Violence in Early and Late Adolescence[1] is part 3 in a series of blogs on Violence in Childhood by Dr Susan Bissell and Mohammed Alshurafa


As a child grows up, the types of violence they may experience, the context in which violence occurs, and the consequences of experiencing violence change. Older children and adolescents are not only experiencing violence in the forms of corporal punishment in homes or bullying online and at school, but they are also exposed to it in public spaces and communities. Their age also makes them more likely to be recruited into armed conflicts by political factions or to be used by criminals and cartels for different purposes such as human trafficking, drug dealing, and prostitution.[2] In general, adolescents are vulnerable to all forms of violence, yet the most prevalent form of violence is physical violence perpetrated by a member of their peer group.[3]

UNICEF’s report “A Familiar Face: Violence in the lives of children and adolescents” sheds light on some key facts of violence facing adolescents:[4]

  • An adolescent is killed by violence every seven minutes. Just in 2015, violence took the lives of around 82,000 adolescents globally.
  • Nearly 130 million (slightly more than one in three) students between the age of 13 and 15 experience bullying worldwide.
  • As children grow from the early and middle childhood stage to early and late adolescence, the likelihood of being murdered from violent acts more than doubles.
  • Worldwide, around 15 million adolescent girls aged 15 to 19 have experienced forced sex.
  • Based on data from 30 countries, only one percent of adolescent girls who have experienced forced sex reached out for professional help.

The report also reveals the distinct patterns of each region’s leading cause of death among adolescents.

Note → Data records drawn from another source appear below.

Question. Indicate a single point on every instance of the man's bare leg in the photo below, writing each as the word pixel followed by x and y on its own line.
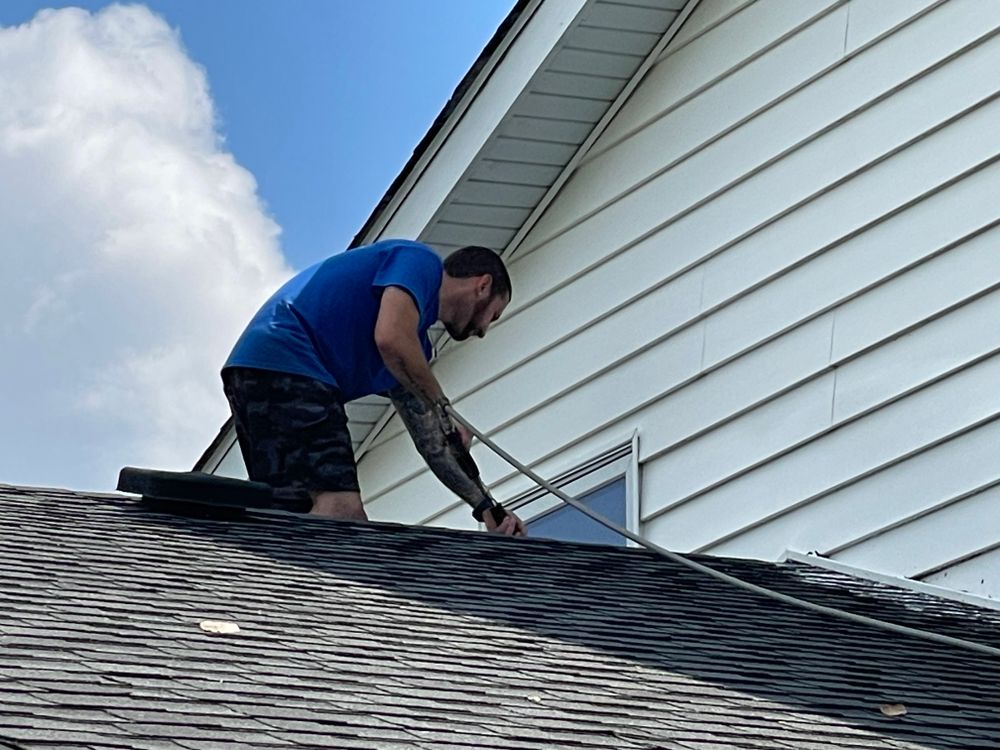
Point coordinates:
pixel 344 505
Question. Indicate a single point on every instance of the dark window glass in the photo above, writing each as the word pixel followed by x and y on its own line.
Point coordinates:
pixel 569 524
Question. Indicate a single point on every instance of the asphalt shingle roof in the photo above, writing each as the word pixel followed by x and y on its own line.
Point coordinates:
pixel 386 636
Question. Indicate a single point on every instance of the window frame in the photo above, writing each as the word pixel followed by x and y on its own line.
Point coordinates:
pixel 619 459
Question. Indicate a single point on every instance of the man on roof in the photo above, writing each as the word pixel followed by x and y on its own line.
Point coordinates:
pixel 353 325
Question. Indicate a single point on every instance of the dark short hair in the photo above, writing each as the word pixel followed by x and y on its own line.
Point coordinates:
pixel 475 261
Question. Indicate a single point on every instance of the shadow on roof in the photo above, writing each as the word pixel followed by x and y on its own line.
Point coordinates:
pixel 639 609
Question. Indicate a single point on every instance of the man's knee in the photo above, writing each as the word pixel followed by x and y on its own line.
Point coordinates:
pixel 343 505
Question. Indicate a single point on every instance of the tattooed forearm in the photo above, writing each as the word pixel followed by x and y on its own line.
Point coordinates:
pixel 424 423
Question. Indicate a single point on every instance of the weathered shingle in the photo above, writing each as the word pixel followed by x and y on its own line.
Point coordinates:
pixel 385 636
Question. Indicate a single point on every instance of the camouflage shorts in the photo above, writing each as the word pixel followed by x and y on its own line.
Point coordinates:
pixel 292 431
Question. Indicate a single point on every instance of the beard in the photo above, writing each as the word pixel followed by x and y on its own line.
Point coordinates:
pixel 469 329
pixel 459 334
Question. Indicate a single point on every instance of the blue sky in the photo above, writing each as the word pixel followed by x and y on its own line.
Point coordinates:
pixel 165 167
pixel 322 100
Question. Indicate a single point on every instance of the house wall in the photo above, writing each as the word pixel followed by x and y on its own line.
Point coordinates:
pixel 781 265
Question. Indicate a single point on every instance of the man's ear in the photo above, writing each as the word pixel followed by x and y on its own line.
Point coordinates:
pixel 484 284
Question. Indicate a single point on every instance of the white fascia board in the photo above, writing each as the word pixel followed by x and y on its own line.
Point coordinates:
pixel 472 124
pixel 891 580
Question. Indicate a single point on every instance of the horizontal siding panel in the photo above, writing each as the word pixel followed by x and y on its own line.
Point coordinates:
pixel 761 202
pixel 697 122
pixel 706 16
pixel 680 245
pixel 841 90
pixel 912 548
pixel 976 576
pixel 959 402
pixel 830 518
pixel 836 274
pixel 676 198
pixel 964 271
pixel 723 394
pixel 738 445
pixel 832 277
pixel 784 282
pixel 578 412
pixel 873 18
pixel 712 55
pixel 933 349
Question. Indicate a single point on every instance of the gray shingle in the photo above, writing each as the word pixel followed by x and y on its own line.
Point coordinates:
pixel 373 635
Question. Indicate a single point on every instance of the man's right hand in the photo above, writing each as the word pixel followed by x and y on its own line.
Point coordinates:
pixel 511 526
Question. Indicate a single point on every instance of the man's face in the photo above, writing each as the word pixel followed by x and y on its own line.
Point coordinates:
pixel 480 311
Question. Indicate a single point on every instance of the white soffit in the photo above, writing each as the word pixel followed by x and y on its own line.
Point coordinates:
pixel 522 134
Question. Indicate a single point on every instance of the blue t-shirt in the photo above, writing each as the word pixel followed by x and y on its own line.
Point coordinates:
pixel 321 323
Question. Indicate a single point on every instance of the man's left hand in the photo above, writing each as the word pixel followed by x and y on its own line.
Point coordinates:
pixel 511 526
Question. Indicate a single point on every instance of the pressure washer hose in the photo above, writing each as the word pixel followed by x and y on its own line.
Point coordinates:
pixel 719 575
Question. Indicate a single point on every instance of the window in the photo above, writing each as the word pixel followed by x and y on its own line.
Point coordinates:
pixel 567 523
pixel 607 484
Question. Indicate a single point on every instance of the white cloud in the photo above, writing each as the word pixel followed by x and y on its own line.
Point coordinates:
pixel 133 249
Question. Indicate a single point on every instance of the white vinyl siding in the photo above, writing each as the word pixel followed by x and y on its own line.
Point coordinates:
pixel 781 264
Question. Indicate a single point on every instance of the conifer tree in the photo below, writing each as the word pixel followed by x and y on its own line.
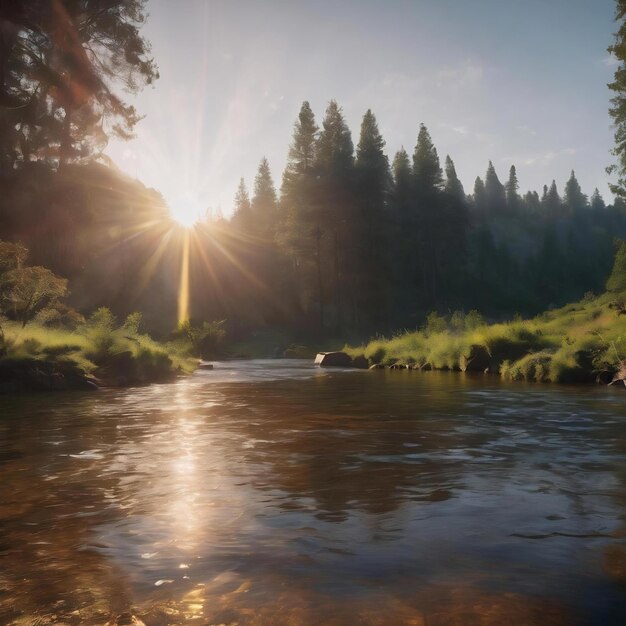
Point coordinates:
pixel 597 202
pixel 618 102
pixel 242 212
pixel 494 191
pixel 334 203
pixel 573 198
pixel 301 234
pixel 335 150
pixel 511 189
pixel 479 196
pixel 427 174
pixel 454 187
pixel 553 200
pixel 371 221
pixel 264 202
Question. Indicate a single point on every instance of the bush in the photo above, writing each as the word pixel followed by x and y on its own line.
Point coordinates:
pixel 206 340
pixel 435 323
pixel 99 332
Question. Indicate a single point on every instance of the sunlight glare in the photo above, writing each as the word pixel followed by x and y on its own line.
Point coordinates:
pixel 183 292
pixel 187 210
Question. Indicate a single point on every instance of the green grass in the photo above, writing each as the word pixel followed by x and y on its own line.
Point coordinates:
pixel 573 344
pixel 93 344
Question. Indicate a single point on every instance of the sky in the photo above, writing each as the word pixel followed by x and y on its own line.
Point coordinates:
pixel 521 83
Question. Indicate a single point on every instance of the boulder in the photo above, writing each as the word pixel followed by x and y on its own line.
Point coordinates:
pixel 360 362
pixel 333 359
pixel 297 352
pixel 478 361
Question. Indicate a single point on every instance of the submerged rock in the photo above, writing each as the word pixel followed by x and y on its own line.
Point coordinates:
pixel 360 362
pixel 18 375
pixel 333 359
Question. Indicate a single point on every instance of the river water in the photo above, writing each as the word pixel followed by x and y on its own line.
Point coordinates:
pixel 271 492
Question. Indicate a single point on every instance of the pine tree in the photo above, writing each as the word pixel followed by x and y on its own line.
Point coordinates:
pixel 494 191
pixel 371 222
pixel 302 150
pixel 573 199
pixel 597 202
pixel 454 187
pixel 531 201
pixel 264 202
pixel 334 204
pixel 427 173
pixel 428 187
pixel 511 189
pixel 553 200
pixel 618 102
pixel 300 235
pixel 479 196
pixel 242 214
pixel 335 150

The United States: in 2015, the homicide rate among non-Hispanic Black adolescent boys in their second decade was almost 19 times higher than the rate among non-Hispanic White adolescent boys. If this rate was applied nationwide, the United States would be among the world’s top 10 most deadly countries.[5]

Middle East and North Africa (MENA): While only about six percent of the world’s adolescents live in the MENA region, more than 70 percent of adolescents who died in 2015 due to collective violence were living there. The number of deaths and mortality rate among this age group is 29.9 per 100,000. If adolescents worldwide faced the same risk of being killed due to collective violence as those in the Syrian Arab Republic, adolescents’ global mortality rate would be every 10 seconds.

Latin America and the Caribbean (LAC): This area is considered the most dangerous region for adolescents when it comes to the risk of dying due to homicide. Around 70 adolescents in LAC die every day due to interpersonal violence.[6]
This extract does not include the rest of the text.